The novel employs a construction project in the high desert of eastern Oregon as the basis for a story with deep political, mystical, and--for its time--prescient implications: the impingement of American imperialism on its own native territory. Set in the 1980s, the project underway is to be a "prison for profit" where alien captives are incarcerated in secret. Broken Ground is about the seen world of excavated earth, steel, and concrete, and the unseen world of ghosts and spirits, bound together by an undertaking that expresses the root of both a clandestine and overt political evil that extends well into our present time.
"The re-issue of Broken Ground comes at a challenging time for fiction, and indeed for all art forms. What is the work of a writer in a world gone so dangerously wrong? Maybe writers' loyalty is to their work, and the great and sole obligation of writers is to write as well as they know how. But is there an obligation also to the time, to ask the questions that may have no answers, to challenge wrong-headed or destructive authority, to cry out from the margins in defense of what is beautiful and true?

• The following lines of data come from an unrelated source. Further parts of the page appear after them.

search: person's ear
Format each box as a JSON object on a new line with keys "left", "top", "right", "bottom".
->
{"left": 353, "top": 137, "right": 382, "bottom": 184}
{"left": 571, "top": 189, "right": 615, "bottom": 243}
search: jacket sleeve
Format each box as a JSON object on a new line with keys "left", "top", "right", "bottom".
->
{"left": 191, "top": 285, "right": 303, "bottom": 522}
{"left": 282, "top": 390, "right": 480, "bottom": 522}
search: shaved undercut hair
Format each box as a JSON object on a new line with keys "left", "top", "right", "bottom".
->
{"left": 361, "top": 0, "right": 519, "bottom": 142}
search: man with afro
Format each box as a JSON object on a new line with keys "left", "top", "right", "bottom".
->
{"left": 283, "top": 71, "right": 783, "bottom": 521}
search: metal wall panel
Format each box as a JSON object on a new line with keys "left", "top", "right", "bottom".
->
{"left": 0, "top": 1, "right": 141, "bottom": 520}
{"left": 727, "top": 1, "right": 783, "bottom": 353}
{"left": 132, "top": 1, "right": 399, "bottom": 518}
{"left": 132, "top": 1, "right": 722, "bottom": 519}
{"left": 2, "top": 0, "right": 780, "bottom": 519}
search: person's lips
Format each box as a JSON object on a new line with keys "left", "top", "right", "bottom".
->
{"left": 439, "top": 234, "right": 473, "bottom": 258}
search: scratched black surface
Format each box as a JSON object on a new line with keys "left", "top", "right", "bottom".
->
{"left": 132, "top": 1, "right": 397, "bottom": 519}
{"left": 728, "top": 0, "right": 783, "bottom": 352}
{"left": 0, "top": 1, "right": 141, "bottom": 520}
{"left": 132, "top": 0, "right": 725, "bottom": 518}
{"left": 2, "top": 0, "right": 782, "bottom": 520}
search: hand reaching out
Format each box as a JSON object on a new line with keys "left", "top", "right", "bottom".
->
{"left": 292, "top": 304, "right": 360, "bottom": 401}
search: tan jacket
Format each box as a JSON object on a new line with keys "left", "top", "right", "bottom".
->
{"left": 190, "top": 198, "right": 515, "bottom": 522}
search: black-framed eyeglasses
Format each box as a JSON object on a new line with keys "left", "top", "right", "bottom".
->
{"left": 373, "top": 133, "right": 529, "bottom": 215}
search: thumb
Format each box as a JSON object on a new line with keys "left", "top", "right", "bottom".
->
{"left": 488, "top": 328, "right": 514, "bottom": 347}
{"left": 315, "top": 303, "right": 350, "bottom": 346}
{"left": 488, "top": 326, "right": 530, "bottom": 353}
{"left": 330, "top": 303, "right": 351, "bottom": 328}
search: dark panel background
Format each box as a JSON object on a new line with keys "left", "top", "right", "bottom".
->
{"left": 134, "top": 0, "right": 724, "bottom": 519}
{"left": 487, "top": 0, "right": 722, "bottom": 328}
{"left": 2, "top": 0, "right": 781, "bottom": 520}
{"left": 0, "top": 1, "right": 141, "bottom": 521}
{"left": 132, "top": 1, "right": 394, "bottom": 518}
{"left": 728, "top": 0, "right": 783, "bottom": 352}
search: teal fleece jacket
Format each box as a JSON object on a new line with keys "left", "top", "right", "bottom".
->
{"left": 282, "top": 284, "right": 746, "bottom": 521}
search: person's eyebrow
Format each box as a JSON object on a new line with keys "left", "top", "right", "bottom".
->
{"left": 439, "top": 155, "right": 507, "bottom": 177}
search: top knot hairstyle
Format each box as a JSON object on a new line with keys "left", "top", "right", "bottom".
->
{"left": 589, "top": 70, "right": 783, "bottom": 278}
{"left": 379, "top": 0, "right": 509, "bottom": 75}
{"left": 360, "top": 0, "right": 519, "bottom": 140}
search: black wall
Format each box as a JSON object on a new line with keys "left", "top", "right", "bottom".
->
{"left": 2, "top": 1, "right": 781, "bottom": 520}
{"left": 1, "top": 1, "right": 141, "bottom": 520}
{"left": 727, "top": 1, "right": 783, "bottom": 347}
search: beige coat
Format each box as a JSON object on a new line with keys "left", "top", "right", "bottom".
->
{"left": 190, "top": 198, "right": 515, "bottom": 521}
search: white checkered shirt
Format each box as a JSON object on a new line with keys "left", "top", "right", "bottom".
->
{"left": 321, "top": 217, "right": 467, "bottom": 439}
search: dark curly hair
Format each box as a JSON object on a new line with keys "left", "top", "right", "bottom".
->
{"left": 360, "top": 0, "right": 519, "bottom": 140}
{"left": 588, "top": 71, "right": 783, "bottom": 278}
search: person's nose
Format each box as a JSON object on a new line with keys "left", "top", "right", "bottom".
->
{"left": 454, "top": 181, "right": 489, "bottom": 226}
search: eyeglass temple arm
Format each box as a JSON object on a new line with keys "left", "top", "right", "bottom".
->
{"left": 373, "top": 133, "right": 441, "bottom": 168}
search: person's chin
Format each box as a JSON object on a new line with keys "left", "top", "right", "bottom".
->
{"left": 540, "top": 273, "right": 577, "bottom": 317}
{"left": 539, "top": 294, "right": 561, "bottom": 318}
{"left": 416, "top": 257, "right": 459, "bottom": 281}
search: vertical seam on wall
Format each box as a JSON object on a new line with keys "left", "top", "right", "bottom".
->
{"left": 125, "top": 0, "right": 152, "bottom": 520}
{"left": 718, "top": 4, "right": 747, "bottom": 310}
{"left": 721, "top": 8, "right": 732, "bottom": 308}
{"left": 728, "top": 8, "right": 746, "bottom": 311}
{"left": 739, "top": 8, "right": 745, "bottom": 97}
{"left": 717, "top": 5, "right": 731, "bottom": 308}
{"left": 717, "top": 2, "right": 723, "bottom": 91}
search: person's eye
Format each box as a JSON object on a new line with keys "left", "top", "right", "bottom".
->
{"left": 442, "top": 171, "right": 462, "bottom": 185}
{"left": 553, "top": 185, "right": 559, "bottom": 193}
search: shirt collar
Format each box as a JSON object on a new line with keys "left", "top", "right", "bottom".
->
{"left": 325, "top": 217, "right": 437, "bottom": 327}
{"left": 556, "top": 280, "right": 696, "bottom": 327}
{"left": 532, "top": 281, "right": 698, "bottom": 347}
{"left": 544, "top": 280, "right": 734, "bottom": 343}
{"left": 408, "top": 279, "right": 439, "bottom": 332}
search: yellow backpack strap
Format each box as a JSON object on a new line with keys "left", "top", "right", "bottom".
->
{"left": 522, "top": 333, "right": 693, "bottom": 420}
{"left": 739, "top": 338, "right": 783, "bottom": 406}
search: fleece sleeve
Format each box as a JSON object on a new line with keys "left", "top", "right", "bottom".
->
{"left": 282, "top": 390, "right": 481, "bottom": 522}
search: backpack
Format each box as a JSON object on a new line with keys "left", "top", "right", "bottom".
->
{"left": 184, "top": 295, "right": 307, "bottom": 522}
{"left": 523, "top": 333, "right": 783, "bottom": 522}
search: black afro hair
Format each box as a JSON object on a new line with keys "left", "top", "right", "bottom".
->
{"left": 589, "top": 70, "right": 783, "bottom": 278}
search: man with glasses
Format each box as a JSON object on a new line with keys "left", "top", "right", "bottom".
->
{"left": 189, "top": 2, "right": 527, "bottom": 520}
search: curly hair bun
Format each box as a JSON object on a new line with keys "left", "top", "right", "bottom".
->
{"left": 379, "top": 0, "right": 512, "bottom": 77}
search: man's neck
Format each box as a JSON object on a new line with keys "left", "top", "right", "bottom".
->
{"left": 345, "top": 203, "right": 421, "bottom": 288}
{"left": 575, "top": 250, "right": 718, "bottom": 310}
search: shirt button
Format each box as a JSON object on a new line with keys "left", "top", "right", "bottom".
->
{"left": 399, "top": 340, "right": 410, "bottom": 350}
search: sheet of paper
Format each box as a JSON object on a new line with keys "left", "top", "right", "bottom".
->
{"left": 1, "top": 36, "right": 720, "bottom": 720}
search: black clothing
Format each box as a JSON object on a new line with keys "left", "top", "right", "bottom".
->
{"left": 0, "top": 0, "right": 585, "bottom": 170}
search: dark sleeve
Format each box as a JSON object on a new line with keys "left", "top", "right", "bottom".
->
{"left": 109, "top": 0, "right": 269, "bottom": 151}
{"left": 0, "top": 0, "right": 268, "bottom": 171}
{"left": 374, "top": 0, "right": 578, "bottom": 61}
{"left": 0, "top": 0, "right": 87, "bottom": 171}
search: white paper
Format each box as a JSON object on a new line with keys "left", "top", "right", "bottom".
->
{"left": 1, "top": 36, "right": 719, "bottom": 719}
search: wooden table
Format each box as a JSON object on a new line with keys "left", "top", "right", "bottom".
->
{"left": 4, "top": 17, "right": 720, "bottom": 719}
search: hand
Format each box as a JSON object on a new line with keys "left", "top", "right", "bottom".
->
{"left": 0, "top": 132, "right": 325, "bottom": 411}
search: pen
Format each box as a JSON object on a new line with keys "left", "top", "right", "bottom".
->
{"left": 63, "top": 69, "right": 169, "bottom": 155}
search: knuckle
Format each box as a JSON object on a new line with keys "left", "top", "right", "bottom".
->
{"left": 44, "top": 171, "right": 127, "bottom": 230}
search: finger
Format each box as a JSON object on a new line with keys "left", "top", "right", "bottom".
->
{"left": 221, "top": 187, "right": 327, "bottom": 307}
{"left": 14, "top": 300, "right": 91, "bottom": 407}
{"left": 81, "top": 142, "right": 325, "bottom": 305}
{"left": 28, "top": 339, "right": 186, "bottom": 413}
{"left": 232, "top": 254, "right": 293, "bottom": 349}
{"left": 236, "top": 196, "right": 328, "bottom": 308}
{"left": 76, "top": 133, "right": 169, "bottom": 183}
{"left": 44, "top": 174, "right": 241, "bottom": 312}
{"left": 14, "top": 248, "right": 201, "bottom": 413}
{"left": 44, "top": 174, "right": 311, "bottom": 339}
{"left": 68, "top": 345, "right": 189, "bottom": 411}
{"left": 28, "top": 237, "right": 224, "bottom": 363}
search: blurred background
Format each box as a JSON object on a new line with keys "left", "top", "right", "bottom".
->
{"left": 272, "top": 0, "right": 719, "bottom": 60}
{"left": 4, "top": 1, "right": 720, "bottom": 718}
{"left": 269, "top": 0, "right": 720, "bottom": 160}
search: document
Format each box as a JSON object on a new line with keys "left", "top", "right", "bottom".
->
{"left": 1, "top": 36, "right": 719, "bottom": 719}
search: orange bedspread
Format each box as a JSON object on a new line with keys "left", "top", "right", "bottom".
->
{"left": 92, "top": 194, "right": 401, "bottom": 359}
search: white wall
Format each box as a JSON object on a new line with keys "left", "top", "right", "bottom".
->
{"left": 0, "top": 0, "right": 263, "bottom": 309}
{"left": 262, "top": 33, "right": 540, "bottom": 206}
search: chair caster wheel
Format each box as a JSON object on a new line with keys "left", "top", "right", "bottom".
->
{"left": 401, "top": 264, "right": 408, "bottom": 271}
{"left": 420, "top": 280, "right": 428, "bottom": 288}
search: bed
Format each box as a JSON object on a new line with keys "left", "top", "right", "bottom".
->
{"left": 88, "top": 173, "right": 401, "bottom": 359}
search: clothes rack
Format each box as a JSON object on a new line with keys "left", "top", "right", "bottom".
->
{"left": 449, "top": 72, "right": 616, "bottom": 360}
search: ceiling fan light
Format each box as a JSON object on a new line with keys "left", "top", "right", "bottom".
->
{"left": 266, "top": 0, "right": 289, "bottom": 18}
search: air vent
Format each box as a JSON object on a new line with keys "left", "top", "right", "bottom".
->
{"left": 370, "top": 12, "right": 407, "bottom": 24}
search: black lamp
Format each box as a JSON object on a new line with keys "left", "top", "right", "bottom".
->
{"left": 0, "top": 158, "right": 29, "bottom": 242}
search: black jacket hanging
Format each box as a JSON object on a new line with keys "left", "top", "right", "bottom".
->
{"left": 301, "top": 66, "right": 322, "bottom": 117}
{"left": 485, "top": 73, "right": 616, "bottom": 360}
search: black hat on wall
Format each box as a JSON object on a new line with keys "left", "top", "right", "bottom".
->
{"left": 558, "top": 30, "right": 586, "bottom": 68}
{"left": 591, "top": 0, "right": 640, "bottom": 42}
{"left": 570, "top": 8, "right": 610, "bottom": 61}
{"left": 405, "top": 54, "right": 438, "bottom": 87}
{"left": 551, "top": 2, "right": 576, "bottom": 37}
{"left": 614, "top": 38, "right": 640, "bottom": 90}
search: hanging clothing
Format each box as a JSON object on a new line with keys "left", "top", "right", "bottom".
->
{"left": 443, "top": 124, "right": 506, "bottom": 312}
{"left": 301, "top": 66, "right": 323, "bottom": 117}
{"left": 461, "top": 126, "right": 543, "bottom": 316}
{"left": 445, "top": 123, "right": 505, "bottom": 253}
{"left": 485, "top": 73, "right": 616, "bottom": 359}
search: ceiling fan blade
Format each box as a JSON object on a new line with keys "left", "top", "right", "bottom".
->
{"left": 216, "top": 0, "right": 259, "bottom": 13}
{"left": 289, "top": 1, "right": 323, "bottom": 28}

Broken Ground is evidence that a writer can do both, and, indeed, it is testimony to John Keeble's conviction that a writer must write powerfully even as he engaged the quandaries of our time."
- Kathleen Dean Moore, from the Forward
Broken Ground is mysterious, elegant, and a little incredible, a dark and serious speculation on the impossibility of our every story telling our way into a so-called safe house.
- William Kittredge
A deftly evoked, beautifully perceived novel about trouble and doubt, about the persistent trickiness of life. Mr. Keeble's major themes--freedom, culpability, death--reverberate against a remarkable background, the construction of a federal prison in the Oregon desert. It is a fresh, wise, consistently engaging work.
- Barry Lopez
In John Keeble's extraordinary novel, Broken Ground, a social fable for our time, every element has its double in the illuminating realm of metaphor. . . . No other serious American novel has confronted so directly and so eerily the slithery power of corporate dominance over humble lives as well as over our changing, dehumanized landscape.
- Lynne Sharon Schwartz, Hungry Mind Review

News: Broken Ground

Reissued 

Broken Ground, originally issued in 1987, was reissued in 2010 by the University of Washington Press with a "Forward" by Kathleen Dean Moore and an "Afterword" by the author. Now, in paperback and soon to be issued as an e-book.